Les gens mariés ont parfois tendance à penser que leur conjoint est un bon à rien, et qu'ils ont donc toutes les raisons de divorcer. 
 
Le Steipeler (père de Rav Haïm Kaniewski) explique que chez les non-juifs, lorsqu'un homme et une femme se marient, ils essayent de faire leur vie ensemble, mais n'ont aucune garantie que cela marchera ; et si finalement cela ne marche pas, ils considéreront que ce mariage était une erreur. 
 
Chez nous, les Juifs, il n'en va pas de même : une fois que le mari et sa femme se sont mariés sous la houpa, nous devons avoir la émouna que cette union était voulue par Hachem ; et que, même si, par la suite, ce couple doit divorcer, cette union n'était pas une erreur de parcours. 
 
Il est tellement important de ne pas dire le Nom d'Hachem en vain que si nous ne savons plus si nous avons déjà fait telle ou telle berakha, nous n'avons pas le droit de la (re)faire dans le doute. Car nous risquerions alors de dire le Nom d'Hachem pour rien. 
 
Le jour du mariage, seize berakhot sont dites (neuf sous la houpa, et sept pendant la soirée). Le Nom d'Hachem est prononcé de nombreuses fois le jour du mariage et la semaine qui le suit (à l'occasion des Chéva Bérakhot). Or Hachem n'aurait pas laissé dire Son Nom autant de fois si ce mariage n'était pas certainement voulu par Lui. 
 
Le Steipeler fait aussi remarquer que lorsqu'un homme et une femme se sont mariés, aucun des deux n'a forcé l'autre à l'épouser. Chacun a choisi de se marier précisément avec cette personne parce qu'il lui a trouvé des qualités particulières. Comment peut-il donc dire, quelques années plus tard, "Mon conjoint est un bon à rien" ? Aurait-il oublié les qualités qu'il a aimées au départ ? 
 
Le Steipeler répond que très souvent, avant de se marier, on voudrait que la personne qu'on va épouser ait une qualité bien précise.
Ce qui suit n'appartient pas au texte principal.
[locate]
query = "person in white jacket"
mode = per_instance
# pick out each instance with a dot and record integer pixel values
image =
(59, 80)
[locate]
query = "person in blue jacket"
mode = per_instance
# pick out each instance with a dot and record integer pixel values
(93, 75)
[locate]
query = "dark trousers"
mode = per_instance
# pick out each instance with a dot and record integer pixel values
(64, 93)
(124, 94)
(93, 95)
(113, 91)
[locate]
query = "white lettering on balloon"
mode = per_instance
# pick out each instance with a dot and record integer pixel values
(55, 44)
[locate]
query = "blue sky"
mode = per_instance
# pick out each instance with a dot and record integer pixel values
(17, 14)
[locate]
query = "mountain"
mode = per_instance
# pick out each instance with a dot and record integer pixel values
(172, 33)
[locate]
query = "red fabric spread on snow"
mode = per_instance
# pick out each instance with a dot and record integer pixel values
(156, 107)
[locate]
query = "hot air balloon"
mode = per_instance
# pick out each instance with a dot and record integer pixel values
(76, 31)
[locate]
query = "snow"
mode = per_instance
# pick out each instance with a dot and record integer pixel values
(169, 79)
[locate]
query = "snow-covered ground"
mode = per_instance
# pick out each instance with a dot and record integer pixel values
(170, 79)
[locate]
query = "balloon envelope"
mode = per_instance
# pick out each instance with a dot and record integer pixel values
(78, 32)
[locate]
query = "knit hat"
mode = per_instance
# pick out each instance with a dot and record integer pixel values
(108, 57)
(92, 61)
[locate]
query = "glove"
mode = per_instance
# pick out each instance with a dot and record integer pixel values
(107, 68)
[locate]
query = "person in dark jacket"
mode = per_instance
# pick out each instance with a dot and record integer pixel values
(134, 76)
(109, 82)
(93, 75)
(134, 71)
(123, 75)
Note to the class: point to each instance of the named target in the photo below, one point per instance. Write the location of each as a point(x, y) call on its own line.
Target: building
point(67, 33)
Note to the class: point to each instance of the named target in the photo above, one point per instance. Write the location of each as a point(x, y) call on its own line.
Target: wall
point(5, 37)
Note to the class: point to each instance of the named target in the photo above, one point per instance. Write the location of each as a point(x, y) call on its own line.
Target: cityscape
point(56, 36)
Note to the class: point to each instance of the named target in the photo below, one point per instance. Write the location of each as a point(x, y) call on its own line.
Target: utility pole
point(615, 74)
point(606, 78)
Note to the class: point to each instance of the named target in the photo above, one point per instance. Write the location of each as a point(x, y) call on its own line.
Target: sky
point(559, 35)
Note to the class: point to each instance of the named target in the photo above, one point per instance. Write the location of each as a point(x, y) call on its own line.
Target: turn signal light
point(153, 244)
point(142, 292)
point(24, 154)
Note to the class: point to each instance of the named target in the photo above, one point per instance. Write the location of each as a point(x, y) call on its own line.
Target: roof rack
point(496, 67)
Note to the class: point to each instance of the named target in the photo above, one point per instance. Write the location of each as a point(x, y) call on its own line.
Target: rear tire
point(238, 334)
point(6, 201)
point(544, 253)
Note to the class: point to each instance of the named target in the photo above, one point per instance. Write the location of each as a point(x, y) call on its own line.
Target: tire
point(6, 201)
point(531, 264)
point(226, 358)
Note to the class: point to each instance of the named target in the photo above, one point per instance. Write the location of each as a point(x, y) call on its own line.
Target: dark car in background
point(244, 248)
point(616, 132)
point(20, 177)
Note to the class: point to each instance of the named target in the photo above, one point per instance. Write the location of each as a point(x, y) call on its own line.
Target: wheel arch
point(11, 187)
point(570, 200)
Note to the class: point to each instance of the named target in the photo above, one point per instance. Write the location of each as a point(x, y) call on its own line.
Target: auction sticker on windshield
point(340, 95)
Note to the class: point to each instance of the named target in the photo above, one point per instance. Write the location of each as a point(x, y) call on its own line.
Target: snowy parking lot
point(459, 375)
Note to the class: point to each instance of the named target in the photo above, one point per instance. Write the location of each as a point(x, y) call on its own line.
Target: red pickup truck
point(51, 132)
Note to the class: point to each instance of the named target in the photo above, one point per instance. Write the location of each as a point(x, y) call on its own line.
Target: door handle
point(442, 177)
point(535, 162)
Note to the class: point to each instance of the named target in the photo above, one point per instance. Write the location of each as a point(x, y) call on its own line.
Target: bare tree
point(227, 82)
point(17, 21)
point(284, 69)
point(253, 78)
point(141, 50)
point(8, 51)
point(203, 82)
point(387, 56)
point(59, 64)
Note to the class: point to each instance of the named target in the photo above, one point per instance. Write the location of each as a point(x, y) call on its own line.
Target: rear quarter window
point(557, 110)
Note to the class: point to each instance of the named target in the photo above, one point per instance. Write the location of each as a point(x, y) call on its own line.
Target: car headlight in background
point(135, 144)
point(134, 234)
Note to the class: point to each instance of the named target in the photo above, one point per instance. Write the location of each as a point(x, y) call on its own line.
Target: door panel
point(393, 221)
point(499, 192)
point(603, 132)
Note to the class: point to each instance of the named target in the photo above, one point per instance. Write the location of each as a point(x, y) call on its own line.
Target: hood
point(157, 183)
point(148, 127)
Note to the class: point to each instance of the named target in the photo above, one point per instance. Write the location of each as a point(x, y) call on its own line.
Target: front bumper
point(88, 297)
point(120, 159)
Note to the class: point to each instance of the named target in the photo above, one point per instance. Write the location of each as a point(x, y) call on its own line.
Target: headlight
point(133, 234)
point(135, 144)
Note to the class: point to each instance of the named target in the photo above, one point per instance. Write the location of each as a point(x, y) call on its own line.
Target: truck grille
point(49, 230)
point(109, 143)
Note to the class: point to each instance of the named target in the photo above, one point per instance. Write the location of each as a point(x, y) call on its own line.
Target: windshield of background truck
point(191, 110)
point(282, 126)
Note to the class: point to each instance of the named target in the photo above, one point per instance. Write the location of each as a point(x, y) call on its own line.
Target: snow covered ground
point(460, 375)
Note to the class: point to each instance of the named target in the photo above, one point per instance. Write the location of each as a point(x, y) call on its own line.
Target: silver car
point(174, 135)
Si nos parents se disputaient beaucoup par exemple, on va vouloir se marier avec une personne particulièrement douce, avec laquelle on n'aura pas ce genre de problème.  
 
Mais avec le temps, on oublie la raison pour laquelle on a voulu se marier, et on commence à comparer le mari aux autres maris, ou la femme aux autres femmes, et a trouver qu'effectivement, "il lui manque telle ou telle qualité". 
 
On commence à avoir de nouvelles exigences, de nouvelles envies, et on voudrait qu'elles soient toutes satisfaites... Et si le mari ou la femme se trouve en-dessous de ce seuil d'exigences (ce qui sera très probablement le cas, puisque personne au monde ne peut avoir toutes les qualités du monde...), on se met à être déçu, et parfois même à penser qu'il est un bon à rien...
 
Mais plus une personne sera traitée de bonne à rien, plus elle risquera de le devenir réellement... Car les critiques qui lui sont adressés l'empêcheront de trouver les forces nécessaires pour s'améliorer. 
 
A l'inverse, lorsqu'on voit les qualités d'une personne et qu'on l'encourage à les développer, on lui donne des forces pour y arriver.
 
Aucune personne au monde n'est bonne à rien. Hachem a forcément mis en chacun de nous des qualités. Celles-ci sont en nous, en potentiel ; et nous devons les exprimer à l'extérieur de nous, dans le réel. 
 
Pour y arriver, certaines personnes ont besoin de plus d'encouragement que d'autres... Mais plus on encouragera une personne à développer ses qualités (au lieu de la critiquer sur ses défauts), plus on l'aidera à donner le meilleur d'elle-même.